In the near future, quantum computers could contribute significantly towards the development of clean technologies. Could is the operative word – you see, it’s not yet certain whether a sufficiently robust computer of this type can be built in the next ten to twenty years. We spoke to quantum expert Emily Haworth from the Technical University of Munich about the potential of a “quantum leap” – and why we’re better off not relying on it.
Ms Haworth, what is the potential of quantum computing?
Quantum computers function in a fundamentally different way from traditional computers, they work more like nature. So hopefully we can use them to understand better how nature functions. We have discovered that quantum computers are outstanding at factorising numbers and can solve certain problems very fast. Basically they could one day crack modern encryption – in other words all of our current coding technologies – in an instant. But there are also countless positive ways it could be used, for example in relation to optimisation and reduction of emissions.
How can we visualise the concept of quantum computers working “like nature”?
With classic computing, programming is based only on ones and zeros. But we know that things aren’t that simple in nature. It’s never solely binary; everything moves on a scale. And that’s how quanta work: they exist as a probability between 0 and 1. In quantum technology the computers themselves are the quantum systems, and just like nature they tend towards the solution that requires least energy.
Is it correct that a calculation that takes 2.5 days on a supercomputer could be performed within 200 seconds on a quantum computer at a fraction of the energy costs, as a researcher has calculated?
Yes, we are potentially seeing a significant energy advantage with quantum computers. Quantum physics has different thermodynamics from standard physics. Quantum is a kind of reversible calculation, so less heat is dissipated in the process. Today’s computer networks need huge amounts of energy – quantum computers might have the potential to reduce this significantly.
In what other way could quantum technology be used to reduce carbon emissions?
First of all we should look at the sectors in which decarbonisation has been most difficult. For example transport: quantum technology could be used not only to make various logistical processes more efficient, it could also be very useful for improving things like battery technology. Theoretically quantum technology could even result in the creation of new materials as required – which would potentially provide us with more efficient solar cells, better catalytic converters, reduced energy consumption, new fuels such as green hydrogen, better construction materials and so on.
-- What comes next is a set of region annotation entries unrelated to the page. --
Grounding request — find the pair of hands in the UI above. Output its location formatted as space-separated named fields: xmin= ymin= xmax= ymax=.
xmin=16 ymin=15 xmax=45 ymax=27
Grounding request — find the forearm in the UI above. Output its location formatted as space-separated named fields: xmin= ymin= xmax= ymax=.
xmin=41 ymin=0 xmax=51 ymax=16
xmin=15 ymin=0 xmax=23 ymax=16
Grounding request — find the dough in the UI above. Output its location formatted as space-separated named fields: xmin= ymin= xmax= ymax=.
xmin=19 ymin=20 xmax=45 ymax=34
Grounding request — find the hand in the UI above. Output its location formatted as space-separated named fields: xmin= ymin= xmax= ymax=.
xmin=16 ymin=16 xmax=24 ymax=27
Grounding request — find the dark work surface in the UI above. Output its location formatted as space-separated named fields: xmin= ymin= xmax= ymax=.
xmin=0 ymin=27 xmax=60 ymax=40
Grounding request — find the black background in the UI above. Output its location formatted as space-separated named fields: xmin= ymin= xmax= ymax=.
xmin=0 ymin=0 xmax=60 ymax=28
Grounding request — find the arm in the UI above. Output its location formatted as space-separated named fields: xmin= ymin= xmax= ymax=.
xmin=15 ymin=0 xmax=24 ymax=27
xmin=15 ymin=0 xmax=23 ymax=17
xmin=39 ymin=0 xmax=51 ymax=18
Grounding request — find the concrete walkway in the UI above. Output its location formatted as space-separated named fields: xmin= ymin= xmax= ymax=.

Do you believe that quantum technology will be a turning point in the fight against climate change?
We should definitely not rely on quantum computers or other new technologies to stop climate change, because the time factor is not on our side. We need to act within the next decade, and quantum technology will most likely not have reached its full potential in this time. For this reason we should focus on solutions already known to us at the moment rather than placing our hopes in future possibilities. For example we should concern ourselves with reforestation instead of waiting for new carbon capture technologies. However it looks as though climate change is going to be a long-term problem – and in future there will certainly be plenty of application potential for quantum technology in this field as well.
How long do you think it will take for the first quantum technologies to be used in practical applications?
Although we’re doing our best, no one is prepared to offer a realistic forecast at the moment. I’d say that we’re still more than a decade away from that point.
What are the biggest challenges you have had to tackle so far?
The hardware we’ve been using to perform the quantum algorithms generates too much noise for us to find out the answer. We have to find ways of getting the hardware and software to meet in the middle, so to speak. We can do this by developing software that can handle the noise better, and by improving the hardware with the goal of eliminating the noise. In other words: we already have precisely the right equations for modelling quantum systems, but calculating them using traditional methods is reminiscent of the “Deep Thought” supercomputer from Hitchhiker’s Guide to the Galaxy – it would need aeons and a very large computer. Instead a quantum system is ideally suited to modelling itself.